Horeca verzwijgen in strijd met het bestemmingsplan loont niet

Heeft uw verhuurder een verkeerde voorstelling van zaken gegeven over het bestemmingsplan en de gebruiksmogelijkheden, zoals over de toegestane horeca ? Dat was in onderstaande zaak ook het geval. Dat loonde niet voor verhuurder.

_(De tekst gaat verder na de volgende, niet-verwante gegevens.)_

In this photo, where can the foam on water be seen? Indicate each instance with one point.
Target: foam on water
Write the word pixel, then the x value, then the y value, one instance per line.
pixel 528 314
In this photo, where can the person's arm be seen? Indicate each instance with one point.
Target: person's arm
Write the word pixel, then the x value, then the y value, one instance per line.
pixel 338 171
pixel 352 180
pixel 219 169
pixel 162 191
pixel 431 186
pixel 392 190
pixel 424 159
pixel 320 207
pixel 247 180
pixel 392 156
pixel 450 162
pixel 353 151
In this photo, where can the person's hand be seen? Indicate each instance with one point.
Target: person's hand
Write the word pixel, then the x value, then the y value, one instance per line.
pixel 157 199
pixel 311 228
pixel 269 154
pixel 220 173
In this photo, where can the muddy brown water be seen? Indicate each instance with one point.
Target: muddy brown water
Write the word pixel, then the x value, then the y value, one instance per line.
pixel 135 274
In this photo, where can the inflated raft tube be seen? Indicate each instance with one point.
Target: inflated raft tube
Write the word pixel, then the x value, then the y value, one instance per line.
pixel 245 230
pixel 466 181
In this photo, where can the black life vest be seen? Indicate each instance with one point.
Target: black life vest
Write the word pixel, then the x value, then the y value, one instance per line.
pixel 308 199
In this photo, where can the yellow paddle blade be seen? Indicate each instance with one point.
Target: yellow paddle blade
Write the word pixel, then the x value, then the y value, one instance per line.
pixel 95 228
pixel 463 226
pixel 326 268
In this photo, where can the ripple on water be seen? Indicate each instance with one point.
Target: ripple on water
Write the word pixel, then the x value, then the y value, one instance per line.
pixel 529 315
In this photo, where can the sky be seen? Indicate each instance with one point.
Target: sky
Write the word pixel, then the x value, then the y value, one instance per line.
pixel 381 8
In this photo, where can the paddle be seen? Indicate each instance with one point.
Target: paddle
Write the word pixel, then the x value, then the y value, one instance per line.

De Biesbosch had met twee ondernemers een huurovereenkomst bedrijfsruimte gesloten voor een restaurant, supermarkt, terras, snackbar en café op het recreatiepark. Een van de ondernemers exploiteerde eerder een snackbar op dit recreatiepark. Toen de opening van de nieuwe horeca naderde, kwam voor huurders als onaangename verrassing dat de horeca volgens het bestemmingsplan niet gericht mag zijn op bezoekers van buiten het recreatiepark.

horeca

Een van de weigeringsgronden van een exploitatievergunning krachtens de Algemene Plaatselijke Verordening is dat de exploitatie niet in strijd met het bestemmingsplan mag zijn. En dat was voor de nieuwe horeca het geval. Een exploitatievergunning voor de nieuwe horeca zat er dus niet in.

Had verhuurder moeten inlichten dat de horeca in strijd was met het bestemmingsplan?

In hoger beroep is aan de orde of verhuurder de strijdigheid met het bestemmingsplan tegen huurders had moeten zeggen en of sprake is van dwaling. Dit is afhankelijk van omstandigheden van het geval, aldus het Gerechtshof Den Haag in het arrest van 27 september 2016. [1] Het is vaste rechtspraak dat de mededelingsplicht boven de onderzoeksplicht gaat. Het recreatiepark was niet opgekomen tegen het oordeel van de Kantonrechter dat verhuurder wist wat er in het bestemmingsplan stond of kon weten dat bezoek van buitenaf wezenlijk is voor de exploitatie van huurders.

Dat er bijstand van een horecamakelaar is, neemt de mededingingsrechtplicht echter niet weg. De voormalige exploitatie van de oude horeca door dezelfde huurder eerder, is volgens het Hof namelijk beperkter. De bepalingen in de huurovereenkomst bevatten een zekere onderzoeksplicht voor huurders. Maar dat staat er niet aan in de weg dat de mededelingsplicht van verhuurder voorgaat. Dat bepaalde activiteiten met een evenementenvergunning wellicht kunnen doorgaan, is niet relevant.

Motivering

De huurbepalingen, waarin onder meer het risico van vergunningen bij de huurder worden gelegd (art. 5.2 en 9.9. Algemene bepalingen), staan niet in de weg staan aan de mededelingsplicht volgens het Hof.

 

[1] Hof Den Haag 27 september 2016, ECLI:NL:GHDHA:2016:2892

 

De citeerwijze van dit artikel is AKSonline 2016/2 nt L.J. Smale.